10点半左右我们来到鸡西监狱,请求他们下午继续配合提审贺长生,这样可以防止本不太多的接见室被人挤占。从监狱出来,我们商量,听说鸡西冷面很有名,来一趟怎么也要尝尝正宗的鸡西冷面吧,可是进入市区后我们发现街上的冷面馆还真不少,让我们不知道选哪家好,我便用手机在网上搜了一下,选了一家距离较近的冷面馆。这是一家朝鲜族饭馆,面确实很好吃,就是冷得吃起来让人有些牙疼,三九天吃上这样一顿饭,恐怕这辈子也忘不了。
下午的审讯贺长生依然是和昨天态度差不多,张广铭便充分调动发挥他的审讯技巧,向贺长生说明,第一,这起案件不是大案,性质不严重,损失也不大;第二,现在你正在服刑期间,交待得好,再把损失弥补上,加刑不会很重;第三,如果顽固到底,我们通过完整的证据链条一样可以对你进行零口供起诉;第四,如果在这里不交待,我们回去带着手续再来,将你押回到看守所,到那时你将无法争取主动,悔之晚矣。一番交待政策后,贺长生开始有所松动,但还是没有交待,两个半小时很快过去,贺长生在临走之前喏喏地说:“明天你们再来一趟吧?”张广铭和武金龙都没有正面回答他,只是说“来不来不是你说了算”。
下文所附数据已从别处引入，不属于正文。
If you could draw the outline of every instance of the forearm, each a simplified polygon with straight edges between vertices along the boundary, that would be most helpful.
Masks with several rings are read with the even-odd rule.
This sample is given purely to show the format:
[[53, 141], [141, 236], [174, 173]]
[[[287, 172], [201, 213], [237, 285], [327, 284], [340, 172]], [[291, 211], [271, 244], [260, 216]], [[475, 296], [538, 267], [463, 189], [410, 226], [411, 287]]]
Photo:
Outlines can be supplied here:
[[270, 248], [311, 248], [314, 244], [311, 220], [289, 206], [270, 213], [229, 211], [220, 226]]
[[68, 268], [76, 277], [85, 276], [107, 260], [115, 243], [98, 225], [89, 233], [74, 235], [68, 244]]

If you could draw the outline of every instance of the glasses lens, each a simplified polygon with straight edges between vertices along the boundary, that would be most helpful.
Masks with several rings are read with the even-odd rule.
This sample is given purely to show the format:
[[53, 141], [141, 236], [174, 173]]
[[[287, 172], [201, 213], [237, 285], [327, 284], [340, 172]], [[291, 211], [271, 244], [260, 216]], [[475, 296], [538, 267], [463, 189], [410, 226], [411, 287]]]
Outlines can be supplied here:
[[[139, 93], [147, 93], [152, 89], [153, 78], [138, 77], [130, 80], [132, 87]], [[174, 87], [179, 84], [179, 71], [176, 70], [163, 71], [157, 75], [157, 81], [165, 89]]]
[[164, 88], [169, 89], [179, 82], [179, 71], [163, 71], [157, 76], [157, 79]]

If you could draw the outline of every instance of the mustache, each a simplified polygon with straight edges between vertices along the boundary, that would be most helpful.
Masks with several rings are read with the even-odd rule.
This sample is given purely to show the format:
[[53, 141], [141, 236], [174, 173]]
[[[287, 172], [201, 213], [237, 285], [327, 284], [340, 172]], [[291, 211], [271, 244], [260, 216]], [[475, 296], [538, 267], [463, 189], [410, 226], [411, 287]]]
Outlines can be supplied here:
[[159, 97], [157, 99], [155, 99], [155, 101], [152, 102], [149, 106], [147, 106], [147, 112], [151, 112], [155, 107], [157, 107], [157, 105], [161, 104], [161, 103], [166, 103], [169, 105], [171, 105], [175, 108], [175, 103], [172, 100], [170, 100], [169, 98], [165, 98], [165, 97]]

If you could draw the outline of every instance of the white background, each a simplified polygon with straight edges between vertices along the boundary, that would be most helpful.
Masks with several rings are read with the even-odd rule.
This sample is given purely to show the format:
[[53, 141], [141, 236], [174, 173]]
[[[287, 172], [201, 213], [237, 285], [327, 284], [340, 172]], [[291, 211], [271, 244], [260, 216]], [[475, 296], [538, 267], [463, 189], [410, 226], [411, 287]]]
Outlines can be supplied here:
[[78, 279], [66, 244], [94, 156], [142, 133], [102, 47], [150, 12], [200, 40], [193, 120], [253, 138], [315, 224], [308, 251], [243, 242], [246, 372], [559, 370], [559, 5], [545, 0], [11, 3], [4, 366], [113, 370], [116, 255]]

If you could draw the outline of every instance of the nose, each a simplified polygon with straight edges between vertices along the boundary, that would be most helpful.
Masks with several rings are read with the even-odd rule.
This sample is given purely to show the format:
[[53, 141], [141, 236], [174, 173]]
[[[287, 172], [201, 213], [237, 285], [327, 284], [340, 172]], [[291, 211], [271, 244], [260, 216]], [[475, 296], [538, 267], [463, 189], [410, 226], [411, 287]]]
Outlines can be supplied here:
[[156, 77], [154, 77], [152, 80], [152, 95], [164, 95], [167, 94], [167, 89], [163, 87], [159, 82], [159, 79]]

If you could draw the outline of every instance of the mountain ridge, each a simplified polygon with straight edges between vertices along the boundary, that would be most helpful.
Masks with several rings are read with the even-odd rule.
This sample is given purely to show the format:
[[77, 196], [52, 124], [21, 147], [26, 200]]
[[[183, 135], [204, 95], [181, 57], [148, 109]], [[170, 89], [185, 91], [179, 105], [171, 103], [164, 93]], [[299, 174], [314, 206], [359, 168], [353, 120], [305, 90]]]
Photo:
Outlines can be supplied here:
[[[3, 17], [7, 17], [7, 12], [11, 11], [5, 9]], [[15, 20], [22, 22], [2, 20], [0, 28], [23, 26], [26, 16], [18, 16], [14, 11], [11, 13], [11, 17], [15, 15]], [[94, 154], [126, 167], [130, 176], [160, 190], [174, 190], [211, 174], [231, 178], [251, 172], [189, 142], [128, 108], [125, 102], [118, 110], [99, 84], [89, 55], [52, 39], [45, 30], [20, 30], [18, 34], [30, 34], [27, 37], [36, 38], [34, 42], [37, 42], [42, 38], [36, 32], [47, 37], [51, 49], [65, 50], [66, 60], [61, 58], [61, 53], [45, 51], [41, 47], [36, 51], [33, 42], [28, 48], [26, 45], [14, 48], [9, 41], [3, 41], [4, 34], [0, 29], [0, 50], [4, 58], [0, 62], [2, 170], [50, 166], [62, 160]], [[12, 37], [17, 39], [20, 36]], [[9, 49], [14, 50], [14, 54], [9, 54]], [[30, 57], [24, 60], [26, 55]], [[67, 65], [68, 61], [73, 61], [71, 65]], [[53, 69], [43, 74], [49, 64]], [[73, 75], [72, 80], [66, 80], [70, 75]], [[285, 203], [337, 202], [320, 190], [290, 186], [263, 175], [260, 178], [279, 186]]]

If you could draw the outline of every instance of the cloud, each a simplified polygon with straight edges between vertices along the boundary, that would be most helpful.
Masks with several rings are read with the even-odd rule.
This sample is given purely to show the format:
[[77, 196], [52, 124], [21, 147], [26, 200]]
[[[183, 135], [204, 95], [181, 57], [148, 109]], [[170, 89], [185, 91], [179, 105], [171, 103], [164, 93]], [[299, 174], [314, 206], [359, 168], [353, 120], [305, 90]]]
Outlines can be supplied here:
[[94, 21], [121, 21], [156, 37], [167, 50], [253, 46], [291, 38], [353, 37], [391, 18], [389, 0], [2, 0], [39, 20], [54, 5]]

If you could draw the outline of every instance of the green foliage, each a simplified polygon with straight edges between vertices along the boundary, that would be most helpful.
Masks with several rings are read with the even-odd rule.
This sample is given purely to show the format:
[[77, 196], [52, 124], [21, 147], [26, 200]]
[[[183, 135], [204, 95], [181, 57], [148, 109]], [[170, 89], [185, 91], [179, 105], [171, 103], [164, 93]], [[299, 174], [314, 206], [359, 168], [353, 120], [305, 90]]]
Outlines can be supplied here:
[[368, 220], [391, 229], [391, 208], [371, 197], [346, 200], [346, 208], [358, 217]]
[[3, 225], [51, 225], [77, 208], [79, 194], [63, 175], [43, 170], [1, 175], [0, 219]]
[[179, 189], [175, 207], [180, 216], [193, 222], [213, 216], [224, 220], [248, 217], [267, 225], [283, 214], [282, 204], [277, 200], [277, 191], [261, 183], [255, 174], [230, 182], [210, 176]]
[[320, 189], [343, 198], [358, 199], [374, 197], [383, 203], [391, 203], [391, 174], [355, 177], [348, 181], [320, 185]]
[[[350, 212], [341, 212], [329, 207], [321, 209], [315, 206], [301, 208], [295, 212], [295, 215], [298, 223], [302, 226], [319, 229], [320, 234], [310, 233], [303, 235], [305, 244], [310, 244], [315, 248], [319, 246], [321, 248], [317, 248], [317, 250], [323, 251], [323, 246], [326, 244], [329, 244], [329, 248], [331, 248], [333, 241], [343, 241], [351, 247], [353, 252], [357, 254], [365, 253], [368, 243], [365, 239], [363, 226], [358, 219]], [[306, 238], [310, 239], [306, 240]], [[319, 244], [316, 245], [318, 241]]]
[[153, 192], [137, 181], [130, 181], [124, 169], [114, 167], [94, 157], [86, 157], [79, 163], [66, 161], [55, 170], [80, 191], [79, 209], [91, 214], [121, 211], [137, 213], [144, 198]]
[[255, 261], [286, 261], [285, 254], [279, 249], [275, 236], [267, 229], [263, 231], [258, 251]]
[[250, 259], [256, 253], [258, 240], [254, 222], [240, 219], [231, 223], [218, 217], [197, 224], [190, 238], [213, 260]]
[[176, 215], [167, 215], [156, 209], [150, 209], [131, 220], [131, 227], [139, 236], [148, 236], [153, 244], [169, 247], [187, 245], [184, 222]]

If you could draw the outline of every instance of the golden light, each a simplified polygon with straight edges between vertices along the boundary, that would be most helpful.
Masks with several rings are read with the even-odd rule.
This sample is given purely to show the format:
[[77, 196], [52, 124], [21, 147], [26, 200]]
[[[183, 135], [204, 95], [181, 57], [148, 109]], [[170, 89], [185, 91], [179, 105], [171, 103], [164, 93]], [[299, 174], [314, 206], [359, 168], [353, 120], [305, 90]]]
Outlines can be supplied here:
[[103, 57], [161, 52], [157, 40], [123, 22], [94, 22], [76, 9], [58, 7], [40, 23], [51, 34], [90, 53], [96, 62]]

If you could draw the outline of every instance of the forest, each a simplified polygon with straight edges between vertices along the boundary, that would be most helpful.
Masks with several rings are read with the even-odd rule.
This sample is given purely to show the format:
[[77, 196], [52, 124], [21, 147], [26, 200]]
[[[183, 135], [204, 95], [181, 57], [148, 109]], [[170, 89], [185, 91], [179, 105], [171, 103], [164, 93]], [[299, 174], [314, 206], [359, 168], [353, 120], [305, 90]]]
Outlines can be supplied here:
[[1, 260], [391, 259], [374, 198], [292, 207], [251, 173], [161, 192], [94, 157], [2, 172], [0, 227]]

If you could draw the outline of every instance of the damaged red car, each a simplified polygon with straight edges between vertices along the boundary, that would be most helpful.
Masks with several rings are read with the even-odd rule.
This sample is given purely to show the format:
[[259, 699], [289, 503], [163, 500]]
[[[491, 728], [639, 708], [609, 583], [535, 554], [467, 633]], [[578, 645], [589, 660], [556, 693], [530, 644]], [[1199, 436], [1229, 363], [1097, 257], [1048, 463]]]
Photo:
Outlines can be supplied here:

出来后, 我们经过研究,认为贺长生的心理防线已经基本崩溃,再经过一番攻势一定能够缴械,于是张广铭首先请示所长刘凤君,批准再留下一天,明天再审一次。然后他又给监狱方面打电话,让他们帮助再做一做贺长生的思想工作,狱侦科的冷科长虽然对贺长生的心脏病问题表示有些担忧,但还是同意帮助我们做做工作。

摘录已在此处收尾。